The exhibit titled “Rightfully Hers” commemorates the 100th anniversary of the ratification of the 19th Amendment.
It contains simple messages exploring the history of the ratification of the 19th Amendment, women’s voting rights before and after the 19th, and its impact today.
The theme is, that despite decades of marches, petitions, and public debate to enshrine a woman’s right to vote in the Constitution, the 19th Amendment – while an enormous milestone – did not grant voting rights for all. The challenges of its passage reverberate to the ongoing drive for gender equity today.
Said Jennifer N. Johnson, co-curator of the exhibit, “The ratification of the 19th Amendment was a landmark moment in American history that dramatically changed the electorate, and although it enshrined in the U.S. Constitution fuller citizenship for women, many remained unable to vote.”
“Rightfully Hers” is organized by the National Archives and Records Administration.

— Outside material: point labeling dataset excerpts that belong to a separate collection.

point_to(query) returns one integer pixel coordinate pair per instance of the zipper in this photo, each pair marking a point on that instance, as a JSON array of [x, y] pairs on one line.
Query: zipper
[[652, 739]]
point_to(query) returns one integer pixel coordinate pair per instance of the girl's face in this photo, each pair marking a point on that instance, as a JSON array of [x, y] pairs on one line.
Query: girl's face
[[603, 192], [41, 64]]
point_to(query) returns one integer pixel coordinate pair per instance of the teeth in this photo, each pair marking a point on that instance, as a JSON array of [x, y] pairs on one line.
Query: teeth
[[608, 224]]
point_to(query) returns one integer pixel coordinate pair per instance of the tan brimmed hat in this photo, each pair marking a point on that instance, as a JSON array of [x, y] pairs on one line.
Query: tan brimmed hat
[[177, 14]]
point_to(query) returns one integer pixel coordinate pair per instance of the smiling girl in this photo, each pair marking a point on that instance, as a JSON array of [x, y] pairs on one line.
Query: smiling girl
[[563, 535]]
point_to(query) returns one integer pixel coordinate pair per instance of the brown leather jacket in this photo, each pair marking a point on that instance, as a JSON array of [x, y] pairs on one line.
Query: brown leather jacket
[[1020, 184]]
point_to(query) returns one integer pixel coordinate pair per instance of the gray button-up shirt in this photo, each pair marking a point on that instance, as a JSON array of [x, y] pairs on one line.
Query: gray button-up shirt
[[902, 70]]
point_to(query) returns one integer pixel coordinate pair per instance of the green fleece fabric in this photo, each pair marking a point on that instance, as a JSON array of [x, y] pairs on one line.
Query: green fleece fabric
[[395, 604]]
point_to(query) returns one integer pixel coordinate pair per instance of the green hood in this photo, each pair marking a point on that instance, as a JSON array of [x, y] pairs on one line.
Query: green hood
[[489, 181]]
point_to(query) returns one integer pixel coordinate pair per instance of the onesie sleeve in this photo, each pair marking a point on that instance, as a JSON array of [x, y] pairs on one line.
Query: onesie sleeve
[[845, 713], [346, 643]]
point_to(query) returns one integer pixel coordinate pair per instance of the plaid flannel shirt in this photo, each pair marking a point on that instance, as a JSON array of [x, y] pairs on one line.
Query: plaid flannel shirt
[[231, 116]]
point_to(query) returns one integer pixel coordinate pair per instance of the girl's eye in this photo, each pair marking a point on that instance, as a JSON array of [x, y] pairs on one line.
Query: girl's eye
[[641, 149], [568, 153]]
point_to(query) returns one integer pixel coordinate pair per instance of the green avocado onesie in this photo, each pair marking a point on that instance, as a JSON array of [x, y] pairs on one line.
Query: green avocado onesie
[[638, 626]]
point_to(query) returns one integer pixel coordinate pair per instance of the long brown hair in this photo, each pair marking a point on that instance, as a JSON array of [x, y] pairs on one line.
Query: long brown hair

In celebration of the 100th anniversary of the 19th Amendment, the National Archives has launched a nationwide initiative and exhibition that explores the generations-long effort for universal woman suffrage. The exhibition is presented in part by the Women’s Suffrage Centennial Commission and the National Archives Foundation through the support of Unilever, Pivotal Ventures, Carl M. Freeman Foundation in honor of Virginia Allen Freeman, AARP, and Denise Gwyn Ferguson.
The Tennessee River Museum, 495 Main St., is open Monday through Friday from 8 a.m. to 5 p.m., Saturday from 9 a.m. to 5 p.m., and Sunday from 1 to 5 p.m. Students are admitted free. Visit www.tennesseerivermuseum.org for more information.
The last day to see “Rightfully Hers” at the local museum is Nov. 3, Election Day.